Me llevó más de 14 años investigar y escribir acerca del “caso” de mi padre. Porque eso era ante la opinión pública, un caso, un “exceso” cometido durante los años más cruentos y crueles de la historia de nuestro país. Un desaparecido entre otros desaparecidos.
¿Cómo se hilvanan tantos hechos que ocurrieron en una Argentina cuyas heridas aún supuran?
Conformamos una nación que constantemente invalida el dolor ajeno. Por desconocimiento, por miedo, por lealtad a los grupos de pertenencia, o por vergüenza, no nos animamos a revisar a conciencia nuestro pasado. Desde distintos bandos relatamos la historia ajustada a una única versión de los hechos, la propia, y nos atrincheramos en nuestras creencias conocidas para protegernos de las narrativas que amenazan con desarmar las nuestras.
Somos una nación dividida por las heridas que tajearon nuestras vivencias y nos ubicaron de uno u otro lado de los relatos que nos contamos para salvarnos. Pero como dijera con lucidez la promotora de paz, Gene Knudsen, “no hay una única verdad, sólo hay historias” y es necesario y hasta imprescindible que esas historias sean contadas para integrar los relatos personales a la historia colectiva y nacional. Porque el dolor fragmenta la memoria y esparce los recuerdos de manera aleatoria hasta que perecen en zonas de silencio y mudez.

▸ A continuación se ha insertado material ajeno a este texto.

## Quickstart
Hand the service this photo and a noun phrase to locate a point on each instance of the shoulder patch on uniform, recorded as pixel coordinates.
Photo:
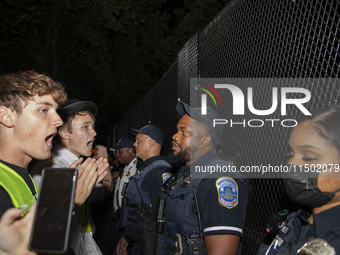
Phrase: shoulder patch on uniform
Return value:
(227, 190)
(166, 176)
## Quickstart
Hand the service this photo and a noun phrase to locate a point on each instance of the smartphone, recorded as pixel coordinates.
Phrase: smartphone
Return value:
(52, 219)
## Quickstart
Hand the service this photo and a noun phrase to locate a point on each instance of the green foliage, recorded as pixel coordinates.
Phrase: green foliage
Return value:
(110, 52)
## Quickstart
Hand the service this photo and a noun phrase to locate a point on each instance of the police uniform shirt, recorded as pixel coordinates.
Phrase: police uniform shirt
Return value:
(155, 179)
(5, 200)
(297, 230)
(217, 217)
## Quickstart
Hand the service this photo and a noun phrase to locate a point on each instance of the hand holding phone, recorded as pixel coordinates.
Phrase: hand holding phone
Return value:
(52, 219)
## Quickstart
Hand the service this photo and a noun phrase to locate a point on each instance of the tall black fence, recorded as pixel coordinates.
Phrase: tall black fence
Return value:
(251, 39)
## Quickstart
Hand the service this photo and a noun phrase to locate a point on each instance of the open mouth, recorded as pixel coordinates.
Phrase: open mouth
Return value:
(90, 144)
(175, 146)
(48, 140)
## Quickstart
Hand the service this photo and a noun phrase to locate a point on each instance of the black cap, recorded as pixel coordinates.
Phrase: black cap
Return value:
(195, 113)
(124, 143)
(75, 105)
(152, 131)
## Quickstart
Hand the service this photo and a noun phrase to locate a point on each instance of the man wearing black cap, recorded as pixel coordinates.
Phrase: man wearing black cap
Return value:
(76, 137)
(143, 192)
(203, 215)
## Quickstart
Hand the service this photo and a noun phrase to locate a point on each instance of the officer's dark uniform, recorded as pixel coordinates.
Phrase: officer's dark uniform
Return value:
(222, 205)
(142, 193)
(297, 230)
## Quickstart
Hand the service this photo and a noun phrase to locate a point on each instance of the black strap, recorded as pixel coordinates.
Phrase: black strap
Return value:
(140, 194)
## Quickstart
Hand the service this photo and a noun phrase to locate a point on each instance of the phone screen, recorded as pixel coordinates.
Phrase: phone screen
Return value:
(52, 220)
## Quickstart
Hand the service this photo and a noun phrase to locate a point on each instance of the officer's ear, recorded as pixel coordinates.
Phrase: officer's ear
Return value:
(7, 116)
(63, 133)
(206, 141)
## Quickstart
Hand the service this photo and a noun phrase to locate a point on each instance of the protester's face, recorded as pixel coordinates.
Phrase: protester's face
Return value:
(309, 149)
(82, 137)
(142, 146)
(124, 155)
(34, 129)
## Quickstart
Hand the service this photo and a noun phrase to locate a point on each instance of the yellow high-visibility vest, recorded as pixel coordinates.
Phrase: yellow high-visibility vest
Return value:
(16, 187)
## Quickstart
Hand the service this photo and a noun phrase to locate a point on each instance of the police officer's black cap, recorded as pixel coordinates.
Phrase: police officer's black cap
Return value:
(124, 143)
(195, 113)
(75, 105)
(152, 131)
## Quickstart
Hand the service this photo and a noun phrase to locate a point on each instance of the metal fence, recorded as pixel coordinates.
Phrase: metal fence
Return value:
(251, 39)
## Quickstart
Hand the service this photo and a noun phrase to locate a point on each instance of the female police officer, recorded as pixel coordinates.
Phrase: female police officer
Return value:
(315, 154)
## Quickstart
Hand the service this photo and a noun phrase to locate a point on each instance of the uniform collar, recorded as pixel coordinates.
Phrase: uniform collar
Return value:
(327, 220)
(203, 160)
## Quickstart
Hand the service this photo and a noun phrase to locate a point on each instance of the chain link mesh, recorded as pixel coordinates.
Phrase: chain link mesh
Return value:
(252, 39)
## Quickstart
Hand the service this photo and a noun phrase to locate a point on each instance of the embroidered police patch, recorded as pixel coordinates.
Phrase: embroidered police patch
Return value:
(165, 176)
(227, 190)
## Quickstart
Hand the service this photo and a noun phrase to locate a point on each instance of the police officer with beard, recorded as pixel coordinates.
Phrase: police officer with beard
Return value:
(199, 215)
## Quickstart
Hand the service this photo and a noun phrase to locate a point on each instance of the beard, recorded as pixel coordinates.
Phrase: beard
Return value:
(183, 156)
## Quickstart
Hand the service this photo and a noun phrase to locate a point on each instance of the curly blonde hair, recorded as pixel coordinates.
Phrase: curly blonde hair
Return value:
(23, 86)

El silencio impuesto por el miedo no es salud, por eso es necesario narrar una y otra vez los acontecimientos hasta liberar del cautiverio al que fueron sometidas tantas voces arrasadas por la tiranía y la opresión.
¿Cómo unir esos fragmentos de verdad para desembarazarnos del monstruoso peso que es callar?
“Es deber del sobreviviente rendir testimonio”, escribe en el prólogo de su libro Una librería en Berlín, Françoise Frenkel, “con el fin de que los muertos no sean olvidados ni los oscuros sacrificios sean desconocidos”.
El testimonio deshace la frontera entre lo público y lo secreto. Al darle voz al silencio forzado e impuesto por el terror, el sobreviviente restablece la unidad de sentido fracturada por el absurdo.
La supervivencia es un lugar inestable. Un territorio saqueado al amparo de la noche. Una zona baldía perdida en medio de la niebla del no saber. Quienes sobreviven intentan hacer pie en los intersticios de una existencia fragmentada. Se habitan muchos lugares al mismo tiempo y ninguno en particular. Son las ausencias las que ocupan casi todo el espacio.
Somos un pueblo pacificado por la amnesia que provoca la falta de memoria común. El miedo obró como tapón silenciador para apaciguarnos pero no estamos en paz. Nos enfrentan odios y rencores. Nos dividen los relatos de dolor que no encuentran eco ni voz.
Somos un territorio resquebrajado por heridas secas y sin cicatrizar.
La grieta es la falla tectónica que subyace a todo intento de edificación de futuro sobre la carne aún tibia de nuestros muertos.